3All of us also lived among them at one time, gratifying the cravings of our sinful nature and following its desires and thoughts. Like the rest, we were by nature objects of wrath.
The question is how is this impossible standard now fully met in us?
Only through Jesus. Not through ourselves. Listen carefully:
“Not by works of righteousness which we have done, but according to his mercy He saved us, by the washing of regeneration, and renewing of the Holy Ghost; which He shed on us abundantly through Jesus Christ our Savior; that being justified by His grace, we should be made heirs according to the hope of eternal life.” Titus 3:5-7.
So to answer your question, how is it done? The answer is right in front of you. It is done according to God’s mercy (not our works of righteousness), and it is done by the washing of regeneration and renewing of the Holy Ghost. This justifies us and makes us heirs according to the hope of eternal life. Simple enough.

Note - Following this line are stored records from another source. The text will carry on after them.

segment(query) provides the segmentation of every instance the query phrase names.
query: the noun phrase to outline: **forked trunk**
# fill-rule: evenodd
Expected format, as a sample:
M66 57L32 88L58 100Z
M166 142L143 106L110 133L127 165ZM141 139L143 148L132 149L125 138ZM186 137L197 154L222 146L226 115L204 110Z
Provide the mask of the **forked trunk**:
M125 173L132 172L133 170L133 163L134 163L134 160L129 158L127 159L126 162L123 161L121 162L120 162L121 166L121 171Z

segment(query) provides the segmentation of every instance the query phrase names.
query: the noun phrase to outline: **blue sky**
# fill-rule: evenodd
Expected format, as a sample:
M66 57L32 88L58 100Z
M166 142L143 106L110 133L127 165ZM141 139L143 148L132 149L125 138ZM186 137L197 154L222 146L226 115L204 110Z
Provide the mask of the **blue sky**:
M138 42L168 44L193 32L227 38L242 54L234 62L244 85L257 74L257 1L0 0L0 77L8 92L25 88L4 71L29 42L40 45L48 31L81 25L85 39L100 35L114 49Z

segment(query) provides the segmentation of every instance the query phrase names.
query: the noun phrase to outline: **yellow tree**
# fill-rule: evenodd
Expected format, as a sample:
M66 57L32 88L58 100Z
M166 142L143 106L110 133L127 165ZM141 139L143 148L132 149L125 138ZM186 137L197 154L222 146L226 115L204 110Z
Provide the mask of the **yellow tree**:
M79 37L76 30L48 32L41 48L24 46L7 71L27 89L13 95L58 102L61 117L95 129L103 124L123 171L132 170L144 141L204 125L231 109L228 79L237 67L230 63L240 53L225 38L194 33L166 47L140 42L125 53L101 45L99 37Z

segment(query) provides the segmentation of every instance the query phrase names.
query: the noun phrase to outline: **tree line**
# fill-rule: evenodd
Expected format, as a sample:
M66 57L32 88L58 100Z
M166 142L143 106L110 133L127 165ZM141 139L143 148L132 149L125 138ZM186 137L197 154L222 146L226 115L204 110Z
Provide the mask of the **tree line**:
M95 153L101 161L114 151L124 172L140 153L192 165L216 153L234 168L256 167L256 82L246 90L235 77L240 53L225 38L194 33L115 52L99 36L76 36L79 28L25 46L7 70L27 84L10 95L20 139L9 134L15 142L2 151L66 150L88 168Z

You might want to memorize those verses.
If that is so, then how come, Christians still routinely break the Ten Commandments? Surely it should be easy now for them to live up to it?
Christians still break the Ten Commandments because they are sinners. Where oh where does the Bible say a believer, once saved, will stop sinning and never sin again? Oh, that’s right. It doesn’t. That’s you saying that, for no apparent reason. It sounds silly. You should stop.
But the Ten Commandments was never meant to condemn us.
True enough. Well, kind of. But in the end, that is what the Law did. That much is clear.
the experience you call being “born again” is not what the Bible speaks of. Yours is a man made doctrine.
The experience of being “born again” is something Jesus speaks of to Nicodemus, and he says you must be born again. I’m all about Sola Scriptura, so whatever comes out of that can only be God-made doctrine. No prophecy of Scripture came about by the prophet’s “private interpretation,” remember? That means none of it is man-made. Who are you to tell someone their doctrine is man-made, anyway? You’re a freaking Catholic.
If you go down this track of reasoning, you are basically saying that only Christians are able to feel remorse after murdering someone?
No. Don’t be an idiot about this.
Do you now see how untenable your position is with regards assurance of salvation just going by your posts alone?
No. And most of the questions you’ve submitted are waaayyy sub-par. You’re not as clever as you think, Ben.
But the question remains: What happens if they die while in the act of commiting the murder or before they could even repent?
Was the person one of God’s elect or not? Let’s take Dietrich Bonhoeffer as an example. Imagine that he’d succeeded in killing Hitler, and the very same explosion that kills Hitler kills him, too. Bonhoeffer was one of God’s elect, so he would have been ok. Btw, his confession need not have been auricular confession. I guarantee it would not have been.
See, that’s just embarrassing. You’re trying way too hard to deny everything I say. That’s the main reason for your insistence that I stop quoting so much of the Bible. You weren’t getting enough opportunities to disagree with me.